Wirksamkeit des Verzichts auf mündliche Verhandlung bei Änderung der Prozesslage


Gründe

1

Die auf sämtliche Zulassungsgründe des § 132 Abs. 2 VwGO gestützte [X.]eschwerde hat keinen Erfolg.

2

1. Die Revision ist nicht nach § 132 Abs. 2 Nr. 1 VwGO zuzulassen. Die [X.]eklagte legt nicht dar, dass die Rechtssache grundsätzliche [X.]edeutung hat.

3

Grundsätzlich bedeutsam im Sinne von § 132 Abs. 2 Nr. 1 VwGO ist eine Rechtssache, wenn in dem angestrebten Revisionsverfahren die Klärung einer bisher höchstrichterlich ungeklärten, in ihrer [X.]edeutung über den der [X.]eschwerde zugrunde liegenden Einzelfall hinausgehenden, klärungsbedürftigen und entscheidungserheblichen Rechtsfrage des revisiblen Rechts (§ 137 Abs. 1 VwGO) zu erwarten ist. In der [X.]eschwerdebegründung muss dargelegt (§ 133 Abs. 3 Satz 3 VwGO), also näher ausgeführt werden, dass und inwieweit eine bestimmte Rechtsfrage des [X.]undesrechts im allgemeinen Interesse klärungsbedürftig und warum ihre Klärung in dem beabsichtigten Revisionsverfahren zu erwarten ist (stRspr, [X.], [X.]eschlüsse vom 2. Oktober 1961 - 8 [X.] 78.61 - [X.]E 13, 90 <91> und vom 9. April 2014 - 4 [X.] 3.14 - [X.] 2014, 479 Rn. 2). Diesen Anforderungen entspricht die [X.]eschwerde nicht. Die [X.]eklagte formuliert zwar vier Rechtsfragen zu § 34 Abs. 1 [X.]auG[X.], zeigt aber nicht auf, dass die Fragen in einem Revisionsverfahren klärungsbedürftig und klärungsfähig sind.

4

2. Die Revision ist auch nicht nach § 132 Abs. 2 Nr. 2 VwGO zuzulassen. Die [X.]eklagte legt nicht dar, dass das Oberverwaltungsgericht von den von ihr in [X.]ezug genommenen Entscheidungen des [X.] abgewichen ist.

5

Der Revisionszulassungsgrund der Abweichung liegt nur vor, wenn die Vorinstanz in Anwendung derselben Rechtsvorschrift mit einem ihre Entscheidung tragenden Rechtssatz einem ebensolchen Rechtssatz des [X.] widerspricht (stRspr; vgl. [X.], [X.]eschluss vom 20. Dezember 1995 - 6 [X.] 35.95 - NVwZ-RR 1996, 712 <713>). § 133 Abs. 3 Satz 3 VwGO verlangt, dass der Tatbestand der Divergenz nicht nur durch die Angabe der höchstrichterlichen Entscheidung, von der abgewichen worden sein soll, sondern auch durch Gegenüberstellung der miteinander unvereinbaren Rechtssätze dargelegt wird.

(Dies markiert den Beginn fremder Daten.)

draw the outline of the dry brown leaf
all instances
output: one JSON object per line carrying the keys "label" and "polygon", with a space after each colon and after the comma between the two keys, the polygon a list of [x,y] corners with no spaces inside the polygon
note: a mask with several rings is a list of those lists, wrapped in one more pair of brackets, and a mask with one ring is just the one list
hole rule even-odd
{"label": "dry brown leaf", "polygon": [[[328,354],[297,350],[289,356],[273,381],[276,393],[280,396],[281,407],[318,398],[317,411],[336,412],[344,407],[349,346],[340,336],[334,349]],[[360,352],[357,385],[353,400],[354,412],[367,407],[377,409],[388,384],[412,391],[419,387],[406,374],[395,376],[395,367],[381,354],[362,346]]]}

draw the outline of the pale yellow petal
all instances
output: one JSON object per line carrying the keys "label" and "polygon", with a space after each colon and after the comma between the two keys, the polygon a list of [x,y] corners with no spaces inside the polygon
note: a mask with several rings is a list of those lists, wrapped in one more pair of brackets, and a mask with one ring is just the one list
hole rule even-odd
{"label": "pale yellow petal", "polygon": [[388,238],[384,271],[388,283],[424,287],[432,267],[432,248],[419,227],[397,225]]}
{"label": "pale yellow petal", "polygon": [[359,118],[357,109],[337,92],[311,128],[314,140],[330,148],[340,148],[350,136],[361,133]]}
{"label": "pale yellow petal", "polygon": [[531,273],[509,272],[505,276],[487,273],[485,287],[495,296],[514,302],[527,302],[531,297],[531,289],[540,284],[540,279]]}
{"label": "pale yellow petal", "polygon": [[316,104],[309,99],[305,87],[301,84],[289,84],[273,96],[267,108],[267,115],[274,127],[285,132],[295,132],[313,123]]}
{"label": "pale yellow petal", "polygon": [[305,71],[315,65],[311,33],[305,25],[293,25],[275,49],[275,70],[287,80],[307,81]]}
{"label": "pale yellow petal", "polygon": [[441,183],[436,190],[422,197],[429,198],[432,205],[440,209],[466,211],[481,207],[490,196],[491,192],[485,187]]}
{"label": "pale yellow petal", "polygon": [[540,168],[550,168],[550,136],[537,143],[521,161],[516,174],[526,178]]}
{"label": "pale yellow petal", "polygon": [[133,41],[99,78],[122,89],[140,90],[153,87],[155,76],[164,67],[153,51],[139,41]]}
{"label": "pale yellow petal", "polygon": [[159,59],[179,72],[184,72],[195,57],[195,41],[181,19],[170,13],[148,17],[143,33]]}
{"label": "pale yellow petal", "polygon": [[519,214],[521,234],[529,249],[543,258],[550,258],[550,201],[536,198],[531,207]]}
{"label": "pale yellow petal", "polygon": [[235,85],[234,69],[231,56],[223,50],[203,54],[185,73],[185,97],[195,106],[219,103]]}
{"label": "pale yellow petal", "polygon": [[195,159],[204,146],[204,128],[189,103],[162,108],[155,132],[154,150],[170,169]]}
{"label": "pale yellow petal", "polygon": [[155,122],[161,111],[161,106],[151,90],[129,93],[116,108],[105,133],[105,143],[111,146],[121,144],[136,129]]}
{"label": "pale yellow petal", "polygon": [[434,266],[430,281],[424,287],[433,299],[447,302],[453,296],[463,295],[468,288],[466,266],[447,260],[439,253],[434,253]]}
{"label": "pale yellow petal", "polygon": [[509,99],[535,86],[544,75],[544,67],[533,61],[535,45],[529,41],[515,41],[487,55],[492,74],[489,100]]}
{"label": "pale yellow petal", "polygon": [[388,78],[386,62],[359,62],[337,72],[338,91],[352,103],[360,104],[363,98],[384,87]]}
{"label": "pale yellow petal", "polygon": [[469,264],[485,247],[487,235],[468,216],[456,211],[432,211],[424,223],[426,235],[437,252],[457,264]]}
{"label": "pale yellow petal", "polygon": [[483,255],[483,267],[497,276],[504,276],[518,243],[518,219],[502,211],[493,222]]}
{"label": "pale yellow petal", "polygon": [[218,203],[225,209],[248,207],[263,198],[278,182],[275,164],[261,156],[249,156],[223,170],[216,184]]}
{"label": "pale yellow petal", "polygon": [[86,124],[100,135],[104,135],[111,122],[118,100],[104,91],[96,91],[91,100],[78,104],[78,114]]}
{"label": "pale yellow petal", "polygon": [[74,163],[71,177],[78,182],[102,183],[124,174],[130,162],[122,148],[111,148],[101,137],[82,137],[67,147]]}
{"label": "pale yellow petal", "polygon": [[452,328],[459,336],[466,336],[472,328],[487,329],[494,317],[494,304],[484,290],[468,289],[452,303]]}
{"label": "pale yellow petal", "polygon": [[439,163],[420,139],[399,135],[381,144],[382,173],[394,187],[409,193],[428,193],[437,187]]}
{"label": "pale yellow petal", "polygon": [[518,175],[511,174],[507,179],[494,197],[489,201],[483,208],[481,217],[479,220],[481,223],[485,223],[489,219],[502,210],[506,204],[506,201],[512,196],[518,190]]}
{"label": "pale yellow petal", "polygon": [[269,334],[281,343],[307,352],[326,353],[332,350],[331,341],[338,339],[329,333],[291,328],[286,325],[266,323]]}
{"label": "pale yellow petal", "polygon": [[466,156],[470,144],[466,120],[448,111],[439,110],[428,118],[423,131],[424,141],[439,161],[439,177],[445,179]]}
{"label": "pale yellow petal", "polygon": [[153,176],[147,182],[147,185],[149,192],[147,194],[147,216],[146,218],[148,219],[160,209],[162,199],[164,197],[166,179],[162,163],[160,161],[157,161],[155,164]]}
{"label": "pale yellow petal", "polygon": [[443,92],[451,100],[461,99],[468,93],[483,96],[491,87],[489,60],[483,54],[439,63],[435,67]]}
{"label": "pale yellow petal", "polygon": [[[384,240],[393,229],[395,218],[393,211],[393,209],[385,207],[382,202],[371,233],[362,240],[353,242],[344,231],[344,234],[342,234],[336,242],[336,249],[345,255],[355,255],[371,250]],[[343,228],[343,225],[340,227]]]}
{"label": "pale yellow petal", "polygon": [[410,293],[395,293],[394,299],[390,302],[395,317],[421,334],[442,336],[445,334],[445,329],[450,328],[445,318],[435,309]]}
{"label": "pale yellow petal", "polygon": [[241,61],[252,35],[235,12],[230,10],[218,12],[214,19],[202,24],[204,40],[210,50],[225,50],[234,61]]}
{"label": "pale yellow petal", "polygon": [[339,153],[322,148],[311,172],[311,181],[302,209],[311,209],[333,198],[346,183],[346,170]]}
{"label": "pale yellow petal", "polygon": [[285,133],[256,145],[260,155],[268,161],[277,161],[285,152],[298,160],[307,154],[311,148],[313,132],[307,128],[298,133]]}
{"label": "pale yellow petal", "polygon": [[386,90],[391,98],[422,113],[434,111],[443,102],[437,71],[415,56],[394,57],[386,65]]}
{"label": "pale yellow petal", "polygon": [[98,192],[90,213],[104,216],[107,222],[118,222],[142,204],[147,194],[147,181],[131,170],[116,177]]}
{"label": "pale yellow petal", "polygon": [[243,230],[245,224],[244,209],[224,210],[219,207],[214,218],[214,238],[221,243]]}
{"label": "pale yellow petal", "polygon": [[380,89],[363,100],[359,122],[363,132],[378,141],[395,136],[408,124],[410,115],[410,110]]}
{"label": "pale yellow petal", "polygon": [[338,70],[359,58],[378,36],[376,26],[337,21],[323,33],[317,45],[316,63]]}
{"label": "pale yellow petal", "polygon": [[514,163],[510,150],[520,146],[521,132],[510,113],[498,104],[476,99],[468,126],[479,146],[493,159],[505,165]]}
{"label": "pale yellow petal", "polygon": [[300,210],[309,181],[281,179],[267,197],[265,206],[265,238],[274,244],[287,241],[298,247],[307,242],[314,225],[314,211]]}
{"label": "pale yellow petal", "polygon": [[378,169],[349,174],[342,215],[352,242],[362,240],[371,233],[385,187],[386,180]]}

An Letzterem lässt es die [X.]eklagte fehlen. Sie arbeitet keine Rechtssätze aus dem [X.]erufungsurteil heraus, die mit Rechtssätzen des [X.] kollidieren, sondern hält dem Oberverwaltungsgericht vor, von ihm nicht in Frage gestellte höchstrichterliche Rechtssätze falsch angewandt zu haben. Darauf kann die [X.] nicht gestützt werden (vgl. [X.], [X.]eschluss vom 19. August 1997 - 7 [X.] 261.97 - NJW 1997, 3328).

6

3. Die Revision ist schließlich nicht nach § 132 Abs. 2 Nr. 3 VwGO wegen eines Verfahrensfehlers zuzulassen.

7

a) Das Oberverwaltungsgericht hat nicht gegen § 101 Abs. 1 VwGO verstoßen, wonach das Gericht aufgrund mündlicher Verhandlung entscheidet, soweit nicht gesetzlich etwas anderes bestimmt ist. Da die [X.]eteiligten im [X.] an den Augenscheintermin am 6. Oktober 2015 auf eine weitere mündliche Verhandlung verzichtet hatten, durfte das Oberverwaltungsgericht gemäß § 101 Abs. 2 VwGO im schriftlichen Verfahren entscheiden.

8

Die [X.]eklagte macht geltend, dass sich am 29. Dezember 2015 die Prozesslage mit der Folge eines Verbrauchs der Verzichtserklärung wesentlich verändert habe. Aus den an diesem Tag im Nachgang eingereichten [X.]auunterlagen habe sich ergeben, dass der Kläger ein anderes als das ursprünglich beabsichtigte [X.]auvorhaben zur Genehmigung gestellt habe. Er wolle das [X.] nicht sanieren und teilweise zu Wohnzwecken umnutzen, sondern an dessen Stelle ein neues Wohngebäude errichten.

9

Entgegen der Ansicht der [X.]eklagten führt eine Änderung der Prozesslage nicht von selbst zu einer Unwirksamkeit eines einmal erklärten Verzichts auf eine mündliche Verhandlung (vgl. [X.], [X.]eschluss vom 1. März 2006 - 7 [X.] 90.05 - juris Rn. 16 mit [X.]erkung [X.], jurisPR-[X.] 11/206 [X.]. 6). Verbraucht wird eine Verzichtserklärung durch die nächste Entscheidung des Gerichts, weil sich die Verzichtserklärung nur auf diese bezieht. Nach der Rechtsprechung des [X.] ist der Verzicht auf eine mündliche Verhandlung nach § 101 Abs. 2 VwGO deshalb dann nicht mehr wirksam, wenn nach diesem Verzicht ein [X.]eweisbeschluss ergeht, den [X.]eteiligten durch einen Auflagenbeschluss eine Stellungnahme abgefordert wird oder Akten zu [X.]eweiszwecken beigezogen oder sonst neue [X.] in den Prozess eingeführt werden ([X.], [X.]eschlüsse vom 29. Dezember 1995 - 9 [X.] - [X.] 310 § 101 VwGO Nr. 21 S. 3 und vom 17. September 1998 - 8 [X.] 105.98 - [X.] 310 § 101 VwGO Nr. 24 S. 6). Eine derartige den Verzicht verbrauchende Zwischenentscheidung des [X.] ist hier nicht ergangen.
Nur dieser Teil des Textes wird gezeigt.